Esos personajes no son intelectuales. Ni siquiera sé si estoy haciendo comparaciones justas. Se trata, más bien, de gritos en medio de la noche cristiana, la del deber ser, la de los buenos modales. Es, también, la rebeldía del adolescente que mira ante sí la vida que le ofrecen los padres, su cuadratura y su profundo aburrimiento por el resto de sus días. Seducir a la esposa del rector (nada atractiva, por lo demás), matar un policía con la porra del propio policía y cubrirle la cabeza para darle el último golpe, recorrer caminos para enderezar entuertos y hacer justicia abstracta parecen labores de locos, aunque pudieran ser tan sólo las acciones de los desesperados. La pregunta fundamental parecería ser: ¿qué prefieres, ser el jefe del Departamento de Administración de Credenciales o partir? Algunos héroes eligen esto último.
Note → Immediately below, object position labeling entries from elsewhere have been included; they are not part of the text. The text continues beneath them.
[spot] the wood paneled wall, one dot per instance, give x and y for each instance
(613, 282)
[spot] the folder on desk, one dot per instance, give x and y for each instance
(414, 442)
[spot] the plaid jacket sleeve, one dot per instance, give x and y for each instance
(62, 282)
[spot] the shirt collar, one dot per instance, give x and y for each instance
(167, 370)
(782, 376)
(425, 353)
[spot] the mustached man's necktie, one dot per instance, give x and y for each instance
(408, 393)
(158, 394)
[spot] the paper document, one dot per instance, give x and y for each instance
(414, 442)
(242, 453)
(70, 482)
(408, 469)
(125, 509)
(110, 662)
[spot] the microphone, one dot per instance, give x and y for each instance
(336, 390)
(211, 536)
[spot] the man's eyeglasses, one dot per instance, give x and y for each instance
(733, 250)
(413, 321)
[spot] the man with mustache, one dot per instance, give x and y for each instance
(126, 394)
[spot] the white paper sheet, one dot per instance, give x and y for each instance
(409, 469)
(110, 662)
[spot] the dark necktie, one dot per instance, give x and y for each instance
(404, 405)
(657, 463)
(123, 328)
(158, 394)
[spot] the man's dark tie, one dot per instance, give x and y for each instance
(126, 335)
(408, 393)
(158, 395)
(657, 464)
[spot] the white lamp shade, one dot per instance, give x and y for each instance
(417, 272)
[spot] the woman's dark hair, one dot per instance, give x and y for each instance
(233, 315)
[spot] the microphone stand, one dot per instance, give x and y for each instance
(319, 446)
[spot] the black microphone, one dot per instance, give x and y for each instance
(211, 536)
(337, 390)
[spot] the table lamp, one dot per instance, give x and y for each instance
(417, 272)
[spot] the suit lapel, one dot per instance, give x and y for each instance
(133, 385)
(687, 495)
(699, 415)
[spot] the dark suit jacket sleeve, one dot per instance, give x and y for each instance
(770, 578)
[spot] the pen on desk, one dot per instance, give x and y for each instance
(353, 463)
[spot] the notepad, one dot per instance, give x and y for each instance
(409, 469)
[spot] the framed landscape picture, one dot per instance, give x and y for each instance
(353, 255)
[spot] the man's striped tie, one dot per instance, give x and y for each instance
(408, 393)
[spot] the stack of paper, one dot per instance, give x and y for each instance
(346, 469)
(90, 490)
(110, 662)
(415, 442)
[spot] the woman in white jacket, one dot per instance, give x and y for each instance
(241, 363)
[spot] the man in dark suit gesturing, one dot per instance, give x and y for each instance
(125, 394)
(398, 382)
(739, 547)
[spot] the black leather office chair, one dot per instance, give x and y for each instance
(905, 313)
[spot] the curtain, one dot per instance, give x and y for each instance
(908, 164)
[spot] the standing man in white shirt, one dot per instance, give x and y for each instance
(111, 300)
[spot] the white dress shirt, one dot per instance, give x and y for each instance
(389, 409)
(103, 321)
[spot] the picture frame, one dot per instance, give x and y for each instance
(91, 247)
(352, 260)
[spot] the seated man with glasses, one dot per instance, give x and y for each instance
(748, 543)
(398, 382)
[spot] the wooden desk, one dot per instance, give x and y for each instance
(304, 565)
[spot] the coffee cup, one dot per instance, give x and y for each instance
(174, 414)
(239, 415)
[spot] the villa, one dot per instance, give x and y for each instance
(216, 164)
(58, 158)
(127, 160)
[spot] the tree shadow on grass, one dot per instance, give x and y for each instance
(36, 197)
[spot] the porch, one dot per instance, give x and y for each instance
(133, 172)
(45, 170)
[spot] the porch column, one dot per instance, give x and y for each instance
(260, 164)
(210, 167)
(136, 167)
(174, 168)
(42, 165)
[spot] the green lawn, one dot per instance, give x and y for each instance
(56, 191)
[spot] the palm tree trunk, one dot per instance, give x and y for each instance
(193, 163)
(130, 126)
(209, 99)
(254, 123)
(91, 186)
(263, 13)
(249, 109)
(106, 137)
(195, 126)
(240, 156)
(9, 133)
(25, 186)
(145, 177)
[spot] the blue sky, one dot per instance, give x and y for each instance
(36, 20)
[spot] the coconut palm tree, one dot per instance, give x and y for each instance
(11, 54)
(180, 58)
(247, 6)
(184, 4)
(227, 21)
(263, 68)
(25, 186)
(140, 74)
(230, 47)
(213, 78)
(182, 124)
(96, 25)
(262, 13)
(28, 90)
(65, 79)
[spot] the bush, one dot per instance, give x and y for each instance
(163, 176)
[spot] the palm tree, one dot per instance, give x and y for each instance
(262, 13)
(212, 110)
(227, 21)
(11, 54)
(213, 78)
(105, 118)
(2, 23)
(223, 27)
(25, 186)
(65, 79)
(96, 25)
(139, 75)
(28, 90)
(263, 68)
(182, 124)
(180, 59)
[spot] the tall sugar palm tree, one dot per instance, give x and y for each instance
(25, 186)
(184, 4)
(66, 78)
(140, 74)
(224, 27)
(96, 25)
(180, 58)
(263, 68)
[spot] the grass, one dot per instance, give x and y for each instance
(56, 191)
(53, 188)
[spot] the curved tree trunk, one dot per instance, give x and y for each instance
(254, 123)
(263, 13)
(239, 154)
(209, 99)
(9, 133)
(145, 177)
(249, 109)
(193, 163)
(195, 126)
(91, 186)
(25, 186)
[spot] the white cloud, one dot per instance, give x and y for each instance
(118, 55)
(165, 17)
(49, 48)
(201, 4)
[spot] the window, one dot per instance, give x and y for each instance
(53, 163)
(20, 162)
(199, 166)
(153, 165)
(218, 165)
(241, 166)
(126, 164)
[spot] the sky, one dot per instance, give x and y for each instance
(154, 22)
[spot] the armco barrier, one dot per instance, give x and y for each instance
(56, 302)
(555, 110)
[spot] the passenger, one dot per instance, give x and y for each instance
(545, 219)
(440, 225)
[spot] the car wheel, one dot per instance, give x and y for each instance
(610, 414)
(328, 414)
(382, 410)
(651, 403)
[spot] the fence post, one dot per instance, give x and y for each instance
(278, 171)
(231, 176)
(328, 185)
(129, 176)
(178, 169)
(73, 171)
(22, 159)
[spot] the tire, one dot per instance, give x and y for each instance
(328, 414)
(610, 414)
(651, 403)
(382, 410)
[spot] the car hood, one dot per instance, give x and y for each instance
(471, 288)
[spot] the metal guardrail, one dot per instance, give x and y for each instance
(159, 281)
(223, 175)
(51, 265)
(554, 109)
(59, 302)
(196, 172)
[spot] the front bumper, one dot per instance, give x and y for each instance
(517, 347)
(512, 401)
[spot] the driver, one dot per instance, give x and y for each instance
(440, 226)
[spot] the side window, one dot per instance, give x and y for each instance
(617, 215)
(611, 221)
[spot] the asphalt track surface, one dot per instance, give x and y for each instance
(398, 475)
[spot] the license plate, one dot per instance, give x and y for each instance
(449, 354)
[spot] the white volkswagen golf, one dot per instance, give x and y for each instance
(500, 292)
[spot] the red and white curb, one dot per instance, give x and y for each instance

Es ésa la intención del disparate. La libertad ciega, atolondrada, sin sentido. ¿Podemos dar esa categoría a los asesinos de José K.? Cuesta trabajo hacerlo, son personajes menores, sólo aparecen al final de la novela, cumplen una función mezquina, demasiado homenaje para tan poca cosa. Y, sin embargo, Kafka lo hizo. Pudo ubicarlos en la categoría de los simples sicarios, aunque los ilumina con ese pequeño gran gesto de humorismo que todo lo trastoca: son ridículos, cometen disparates.

Ante la enorme admiración que siento por los personajes del disparate, he escrito una novela con dos de ellos, al menos con dos inspirados en personajes así; inclusive, deformé un poco los nombres, pero los tomé de allí; los míos se llaman Marcelo y Carmelo. La novela, Los ácratas. Aspiro, con justificada modestia, a que mis Marcelo y Carmelo ingresen a la familia de esos gigantes de la literatura. Por lo pronto, la novela ganó un premio.